Management of Two Pregnant Women

Two CS under spinal anesthesia were successfully performed for two pregnant women. The women’s gestational ages at admission were 36 and 37 weeks. The clinical characteristics for both women are summarized in Table 1. It was suggested that both women wait for 2 weeks before proceeding with delivery in the hope of achieving recovery from the virus; however, after around 2 weeks after admission, COVD-19 tests were still positive for both women. Accordingly, two CS were performed at the gestational age of 38 and 39 weeks. The two CS were conducted under spinal anesthesia and took approximately 40 min. Eight healthcare employees participated in the operations including a consultant obstetrician, obstetrics resident, consultant anesthesiologist with his assistant, two operation nurses, neonatologist, and midwife. The complete anesthetic management for one of the two cases was described in detail by one of the authors [7]. The neonates were admitted in other prepared rooms in the burns unit. These rooms have special portable neonatal incubators that serve as neonatal intensive care beds. Also, the rooms were supplied with the required milk formula which was administered by the midwife who resided in the burns unit. The neonatologist was on-call ready for any urgent issue. In addition to amniotic analysis, the neonates underwent swab collection for COVID-19. These tests were repeated three times and the results were normal for both neonates. The neonates resided in the burns unit in their special rooms with the care of the midwife until the mothers recovered from the virus (about 1–2 weeks after the operation). It is important to highlight that the instruments from this unit have their own releasing track controlled by the infection control team. We did not find any cross-infection of any of the healthcare staff or any other admitted seronegative patient.
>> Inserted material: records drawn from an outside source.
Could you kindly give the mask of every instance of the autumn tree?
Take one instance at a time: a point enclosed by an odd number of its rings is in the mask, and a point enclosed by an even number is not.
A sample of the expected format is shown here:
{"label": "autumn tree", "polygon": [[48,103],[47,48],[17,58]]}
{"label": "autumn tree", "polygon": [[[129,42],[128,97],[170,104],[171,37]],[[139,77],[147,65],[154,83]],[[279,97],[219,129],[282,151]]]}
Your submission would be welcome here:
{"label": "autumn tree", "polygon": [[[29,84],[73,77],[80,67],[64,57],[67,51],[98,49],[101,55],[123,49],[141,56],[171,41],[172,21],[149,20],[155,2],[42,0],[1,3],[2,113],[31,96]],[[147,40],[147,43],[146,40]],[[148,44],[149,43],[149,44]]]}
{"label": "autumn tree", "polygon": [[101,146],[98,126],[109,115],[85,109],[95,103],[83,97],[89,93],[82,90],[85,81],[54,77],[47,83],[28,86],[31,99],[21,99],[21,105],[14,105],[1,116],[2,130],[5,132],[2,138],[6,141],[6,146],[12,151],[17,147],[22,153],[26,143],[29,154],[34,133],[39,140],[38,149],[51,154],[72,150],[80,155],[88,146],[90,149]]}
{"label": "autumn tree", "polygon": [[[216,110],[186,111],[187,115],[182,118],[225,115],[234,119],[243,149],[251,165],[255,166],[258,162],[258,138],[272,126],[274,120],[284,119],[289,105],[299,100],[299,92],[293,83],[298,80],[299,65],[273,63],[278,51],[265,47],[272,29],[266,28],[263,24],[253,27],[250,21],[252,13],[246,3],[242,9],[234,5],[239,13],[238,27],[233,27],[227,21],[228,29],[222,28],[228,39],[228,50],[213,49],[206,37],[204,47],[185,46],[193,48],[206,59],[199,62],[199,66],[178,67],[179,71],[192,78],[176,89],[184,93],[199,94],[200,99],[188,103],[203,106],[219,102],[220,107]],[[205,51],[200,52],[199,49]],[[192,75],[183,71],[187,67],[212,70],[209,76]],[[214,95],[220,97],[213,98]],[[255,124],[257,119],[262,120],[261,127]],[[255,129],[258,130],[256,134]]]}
Figure 1 demonstrates the blueprint of the burns unit at our center.

This study was approved by King Abdullah University Hospital/Jordan University of Science and Technology. All patients provided informed consent to participate and the study was conducted in accordance with the Declaration of Helsinki.

Table 1 Clinical characteristics of two pregnant women with COVID-19 in Jordan
Fig. 1
figure 1

Blueprint for the burns unit indicating the presence of 10 isolated rooms and operation room

Cross-infection among healthcare staff and hospital facilities is a major concern which can affect any healthcare systems in the world. Proper management for the resources is recommended in order to empower the healthcare staff against the COVID-19 pandemic.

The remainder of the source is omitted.